Published February 13, 2007

Property stock values may be stretched

Sector is trading at 52% premium to net asset value: Credit Suisse


DEFYING current market bullishness on the property sector, Credit Suisse has warned that property stock valuations may be stretched.

According to reports by the bank, the sector is trading at a 52 per cent premium to net asset value (NAV), compared with a premium of 11-31 per cent in previous peaks.

However, Credit Suisse acknowledges that its call could be wrong if the flow of liquidity in the sector lasts longer than expected.

The bank has raised its target price for CapitaLand to $5.78. This is, however, about 20 per cent lower than the counter's closing price yesterday of $7.30. Its target price for City Developments (CityDev) was also bumped up - to $12.34 - though this is about 12 per cent below the counter's closing price yesterday of $14.

Keppel Land was singled out as top pick because it is the best proxy to the preferred office sector.

Credit Suisse believes office rents will continue to increase until 2010, and has raised its prime grade-A office rent targets by 25-30 per cent.

It reckons office rents will reach $11.50 per square foot (psf) this year, exceeding the previous peak of $10.40 psf back in 1996.

As new supply is likely to enter the market only in 2010, office rents should peak in 2009 at $13.30 psf, it feels.

Among developers, Keppel Land has the greatest NAV sensitivity to higher office rents, says Credit Suisse.

Keppel Land's NAV will rise 8.6 per cent for a 10 per cent rise in office rents, or more than double that of the next developer CityDev, believes Credit Suisse.

It has raised its target price for Keppel to $8.68. This represents an upside of 7.2 per cent from the counter's closing price of $8.10 yesterday .

In the residential sector, Credit Suisse believes the middle to high-end segment will continue to lead the increase in prices by a further 10-15 per cent, and sees 5-10 per cent upside for the mass market.
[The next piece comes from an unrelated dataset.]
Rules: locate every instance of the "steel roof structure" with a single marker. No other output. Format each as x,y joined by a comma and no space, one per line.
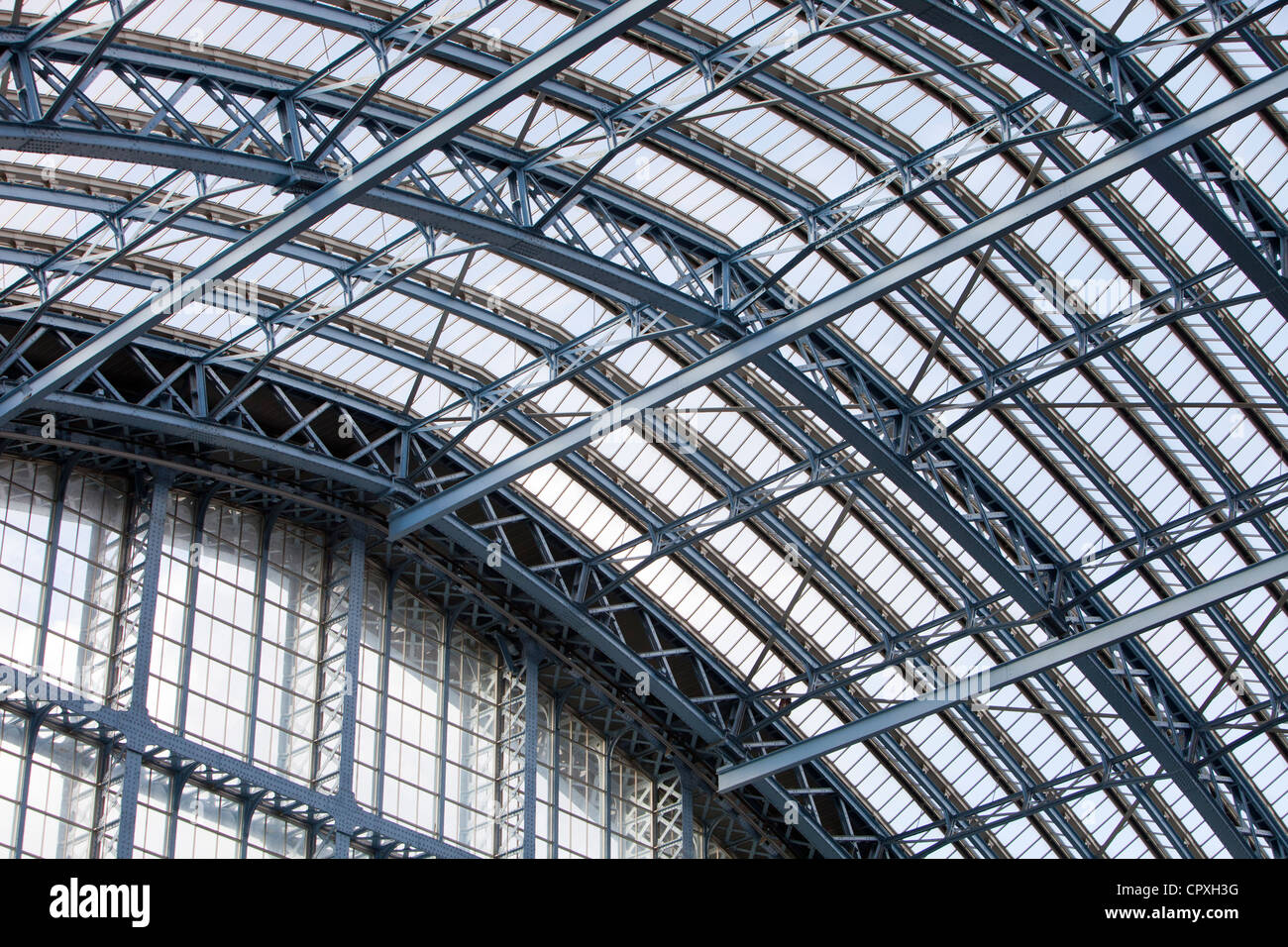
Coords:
876,407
Prices in markets could increase a further 5 per cent next year.

However, it sees downside risks for the residential sector, such as deferred payment schemes and an increase in unsold supply of 20-42 per cent from next year as new property comes on-stream as a result of en bloc transactions last year.

Credit Suiise is also conservative on second-line property stocks. Wing Tai, which closed at $2.72 yesterday, still has a target price of $2.42, while Allgreen Properties, which closed at $1.64, still has a target price of $1.33.